Management Quality: Are the founders and leaders visionaries who are capital allocators and long-term builders? Philip Fisher's "scuttlebutt" method—researching a company through employees, competitors, and customers—is key here.
Reinvestment Potential: Is the company able to reinvest its profits back into the business at similarly high rates of return? This is the engine of compounding.
Debate: The Perils and Counterarguments
This strategy is seductive but fraught with danger. For every diamond, there are countless pieces of glass that look similar.
The Bull Case (Why the Statement Can Be True):
The Power of Compounding: A business growing at 25% per year will see its earnings double in less than 3 years. Paying a "high price" today can be trivial if you are certain (or highly confident) about this growth trajectory.
Opportunity Cost: The biggest risk in investing is often not losing money, but missing out on gigantic gains. Being too conservative and avoiding "unreasonably priced" growth stocks can mean missing entire technological revolutions.
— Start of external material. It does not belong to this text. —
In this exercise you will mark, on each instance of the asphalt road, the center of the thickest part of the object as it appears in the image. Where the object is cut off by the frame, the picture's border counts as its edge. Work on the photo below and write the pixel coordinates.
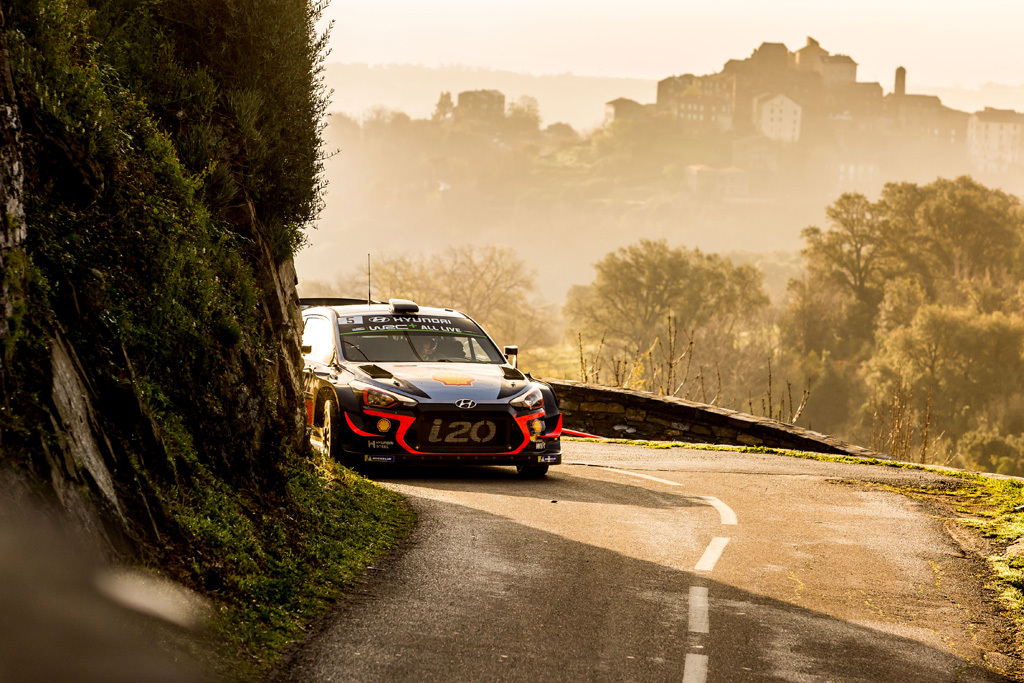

Market Myopia: The market often undervalues the long-term potential of disruptive companies because it's fixated on next quarter's earnings. This creates the "unreasonable price" opportunity for those with a longer time horizon.
The Bear Case (The Dangers and Flaws):
The Valuation Trap: The graveyard of stock markets is filled with "can't-miss" growth companies that were bought at absurd prices during hype cycles (see the Dot-com bubble). When growth inevitably slows or fails to meet sky-high expectations, the valuation multiple contracts violently, leading to catastrophic losses (the "double whammy").
The Difficulty of Prediction: It is incredibly hard to predict growth rates years into the future. Competition, technological disruption, regulatory changes, and simple execution errors can derail even the most promising companies. Betting on a long-shot growth story is often just speculation disguised as investing.
Confirmation Bias: Investors who fall in love with a story tend to seek out information that confirms their belief and ignore red flags. The phrase "intrinsic value is growing" can become an article of faith rather than a dispassionate analysis.
The "Always" Problem: The word "always" is almost always wrong in investing. A rigid strategy that ignores margin of safety entirely is reckless. There are times when the price is so detached from any plausible future reality that no amount of growth can justify it.
The Value Investor's Rebuttal: A traditional value investor would argue that paying an "unreasonable price" eliminates your Margin of Safety—the central tenet of value investing. This margin is what protects you when your assumptions are wrong. By abandoning it, you are taking on uncompensated risk.
Conclusion: A Nuanced Verdict
The statement is a powerful half-truth.
It is true that the single best way to generate life-changing wealth in the stock market is to identify and hold exceptional, high-growth companies for the long term. In this pursuit, being too focused on short-term valuation metrics can cause you to miss these rare "diamonds."
However, it is dangerously false to suggest that the price you pay doesn't matter "always." Paying an egregious price, even for a great company, can lead to a decade of poor returns.
The synthesis lies in a more balanced approach:
Seek extraordinary businesses first. Focus on identifying those with durable moats, massive TAMs, and superb management—the ones where the intrinsic value is genuinely and predictably growing.
Then, be a smart shopper. Even when you find a diamond, you shouldn't pay a king's ransom for it if you can help it. Try to buy it at a "reasonable price for a great company" rather than an "unreasonable price."
Differentiate between "Expensive" and "Overvalued." An expensive stock (high P/E) can be a good buy if its growth prospects are underestimated. An overvalued stock is one where even the most optimistic growth scenarios cannot justify the current price.
In the end, the quest for these diamonds is the holy grail of investing. But the most successful investors are those who can combine the growth investor's vision for the future with the value investor's discipline about the price.